Some Psychiatric Patients Can Bypass ED Altogether
ED providers in Alameda County, CA, noticed they were seeing the same patients on involuntary holds repeatedly. To learn more about these patients, they analyzed 541,731 EMS encounters from 2011 to 2016.1
- About 10% of patients brought by EMS to the ED were experiencing psychiatric emergencies.
- Involuntary hold patients were more likely to be men, were substantially younger, and less likely to be insured.
- A small subset of individuals who had been on five or more holds during the five-year study period made up about 40% of involuntary hold cases.
- Most patients experienced only one involuntary hold during the study period. “People with severe mental health emergencies use ambulance services frequently,” says Tarak Trivedi, MD, the study’s lead author, an EP at Ronald Reagan UCLA Medical Center, and research fellow at UCLA Health.
Many times, though, those individuals do not specify a psychiatric complaint. For example, a patient with chronic untreated schizophrenia might call an ambulance repeatedly for chest pain. “If you were to randomly pull over any ambulance in Alameda County, there’s a one out of four chance there’s a patient on board who was at one point on a psychiatric hold in the previous four years,” Trivedi offers.
For some, there is no underlying psychiatric diagnosis, but they are going through a traumatic event. They call 911 because they do not know what else to do. “Who arrives? Police arrives, as well as EMTs,” Trivedi observes. “Race and socioeconomic status may play a major role in how police operate when they arrive on the scene.”
Some individuals believe they were placed on an involuntary hold unfairly, but still are not allowed to leave the ED. “We have a system that doesn’t do justice to psychiatric emergencies,” Trivedi says. Many patients with psychiatric complaints do not belong in the ED in the first place. “Often times, we end up seeing patients experiencing a psychiatric crisis who are in front of us because police have no other place to take them,” Trivedi notes.
EPs are trained to identify life-threatening conditions from a physiologic perspective as opposed to a psychiatric perspective. Trivedi and colleagues considered protocols that bypass the ED by allowing EMS to directly transport patients to a specialized regional center for evaluation of psychiatric emergencies. The protocols are somewhat controversial. “One reason this is not taking off around the country is there is some fear that acute medical emergencies could be missed,” Trivedi says.
The concern is police or EMS could mistake a medically life-threatening condition for a psychiatric crisis, or vice versa. “We wanted to look at that model and see how effective it was,” Trivedi explains.
Holding a patient indefinitely in an ED does not help his or her psychiatric condition. “Because they are on involuntary holds, they can’t leave. EPs can’t just release them because they would be negligent if something were to happen to them,” Trivedi says.
Yet EDs do not have the resources to provide that patient with immediate psychiatric help. “It’s bad for patients, bad for EDs, and bad for society,” Trivedi laments.
Trivedi and colleagues found paramedics could safely rule out the vast majority of medical crises. “They did a good job of sorting out who needs to go to the ER and who doesn’t,” Trivedi reports.
Of the patients who bypassed medical clearance in the ED, only 0.3% required re-transport to a medical ED in the 12 hours after they arrived at the psychiatric emergency services. “The lesson to be learned is we need to invest heavily in prehospital psychiatric infrastructure, with first responders trained in psychiatric emergencies, to take people places other than the ER,” Trivedi offers.
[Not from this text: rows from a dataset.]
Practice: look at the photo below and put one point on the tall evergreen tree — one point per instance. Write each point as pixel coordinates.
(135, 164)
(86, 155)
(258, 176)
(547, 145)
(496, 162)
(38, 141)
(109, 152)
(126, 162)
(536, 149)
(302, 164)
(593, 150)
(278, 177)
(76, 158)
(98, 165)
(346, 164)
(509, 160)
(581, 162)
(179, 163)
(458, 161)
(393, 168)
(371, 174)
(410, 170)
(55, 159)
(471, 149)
The common belief is there is no way to distinguish medical crises from psychiatric crises in the field, so EMS needs to take everyone to the ED to sort it out. “We have proven that it is possible to do this safely without having to spend hours waiting in a regular ER,” Trivedi explains.
REFERENCE
- Trivedi TK, Glenn M, Hern G, et al. Emergency medical services use among patients receiving involuntary psychiatric holds and the safety of an out-of-hospital screening protocol to “medically clear” psychiatric emergencies in the field, 2011 to 2016. Ann Emerg Med 2019;73:42-51.
Researchers considered protocols that bypass the ED by allowing EMS to directly transport patients to a specialized regional center for evaluation of psychiatric emergencies. The protocols are somewhat controversial.